'Convert query to KQL
I have an application that contains an object. It has 2 guid values, guid1 and guid2. At any given time only 1 is populated. Firstly guid1 and at a later point in time guid2. State changes are recorded in a table below. I'd like to group the records so that all guids for an object are grouped together.
So this table ...
timestamp guid1 guid2 text
2022-05-06T10:00:31.5767324Z | cb73c58e-e36b-4fe3-8663-33027ba2afc7 | null | abc1
2022-05-06T10:00:31.5767324Z | ec5d1b9395444a06a36130a9d62ae2c5 | null | abc2
2022-05-06T10:01:31.5767324Z | cb73c58e-e36b-4fe3-8663-33027ba2afc7 | b7ef78cde158437fb65a6878ca908751| def1
2022-05-06T10:01:31.5767324Z | ec5d1b9395444a06a36130a9d62ae2c5 | 206eb977459c4f91bafb9b798f5d60c4| def2
2022-05-06T10:02:31.5767324Z | null | b7ef78cde158437fb65a6878ca908751| ghi1
2022-05-06T10:02:31.5767324Z | null | 206eb977459c4f91bafb9b798f5d60c4| ghi2
... becomes this set of query results
timestamp guid1 guid2 text
2022-05-06T10:00:31.5767324Z | cb73c58e-e36b-4fe3-8663-33027ba2afc7 | null | abc1
2022-05-06T10:01:31.5767324Z | cb73c58e-e36b-4fe3-8663-33027ba2afc7 | b7ef78cde158437fb65a6878ca908751| def1
2022-05-06T10:02:31.5767324Z | null | b7ef78cde158437fb65a6878ca908751| ghi1
2022-05-06T10:00:31.5767324Z | ec5d1b9395444a06a36130a9d62ae2c5 | null | abc2
2022-05-06T10:01:31.5767324Z | ec5d1b9395444a06a36130a9d62ae2c5 | 206eb977459c4f91bafb9b798f5d60c4| def2
2022-05-06T10:02:31.5767324Z | null | 206eb977459c4f91bafb9b798f5d60c4| ghi2
From the desired output above, just taking the first 3 records for example, they are now grouped to show the full state change history.

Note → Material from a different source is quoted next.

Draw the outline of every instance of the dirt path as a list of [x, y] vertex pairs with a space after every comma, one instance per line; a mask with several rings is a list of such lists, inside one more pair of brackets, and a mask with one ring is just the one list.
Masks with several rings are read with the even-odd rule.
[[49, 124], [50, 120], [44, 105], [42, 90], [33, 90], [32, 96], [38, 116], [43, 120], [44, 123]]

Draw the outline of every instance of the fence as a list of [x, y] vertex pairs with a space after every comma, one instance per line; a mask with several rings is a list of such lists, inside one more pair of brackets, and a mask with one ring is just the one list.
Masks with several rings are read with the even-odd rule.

First record shows guid1 had a value of cb73c58e-e36b-4fe3-8663-33027ba2afc7, then a record to show guid2 activation and then finally guid1 is null and only guid2 exists. The same correct grouping can be seen in the last 3 records for guid1 ec5d1b9395444a06a36130a9d62ae2c5
I was having difficulty attempting this in sql never mind kql, I asked the question on a seperate sql thread and the suggested solution was below which I was having difficulty converting to kql.
select *
from t
order by Row_Number() over(partition by [timestamp] order by [timestamp]),
guid1 desc, guid2;
row_number and partition by are supported but I've not seen reference to over so I'm unsure how to achieve this.
Perhaps there is a more kql friendly way of achieving this?
[COMMENTED SOLUTION]
let t = datatable(timestamp:datetime,guid1:string,guid2:string,text:string)
[
'2022-05-06T10:00:31.5767324Z' ,'cb73c58e-e36b-4fe3-8663-33027ba2afc7' ,'' ,'abc1'
,'2022-05-06T10:00:31.5767324Z' ,'ec5d1b9395444a06a36130a9d62ae2c5' ,'' ,'abc2'
,'2022-05-06T10:01:31.5767324Z' ,'cb73c58e-e36b-4fe3-8663-33027ba2afc7' ,'b7ef78cde158437fb65a6878ca908751' ,'def1'
,'2022-05-06T10:01:31.5767324Z' ,'ec5d1b9395444a06a36130a9d62ae2c5' ,'206eb977459c4f91bafb9b798f5d60c4' ,'def2'
,'2022-05-06T10:02:31.5767324Z' ,'' ,'b7ef78cde158437fb65a6878ca908751' ,'ghi1'
,'2022-05-06T10:02:31.5767324Z' ,'' ,'206eb977459c4f91bafb9b798f5d60c4' ,'ghi2'
,'2022-05-06T10:03:31.5767324Z' ,'fee3d3522a3942a69802774f8a5128ff' ,'' ,'xxx1'
,'2022-05-06T10:04:31.5767324Z' ,'48b04d074cd141dba6eb9a354d26be0a' ,'' ,'yyy1'
,'2022-05-06T10:04:31.5767324Z' ,'48b04d074cd141dba6eb9a354d26be0a' ,'0d2ac92589634b27a171be005375b1b5' ,'yyy2'
];
t
| where isnotempty(guid1)
// select records where guid1 is not empty
| summarize take_any(guid2) by guid1
// of that recordset, reduce to 2 columns of interest and select records where the accompanying guid2 is not empty. That's default take_any behaviour
| serialize
// serialize the recordset to enable the use of window functions later in query
| extend gid = row_number()
// mark this recordset with a parent guid row identifier
| mv-expand g = pack_array(guid1, guid2) to typeof(string)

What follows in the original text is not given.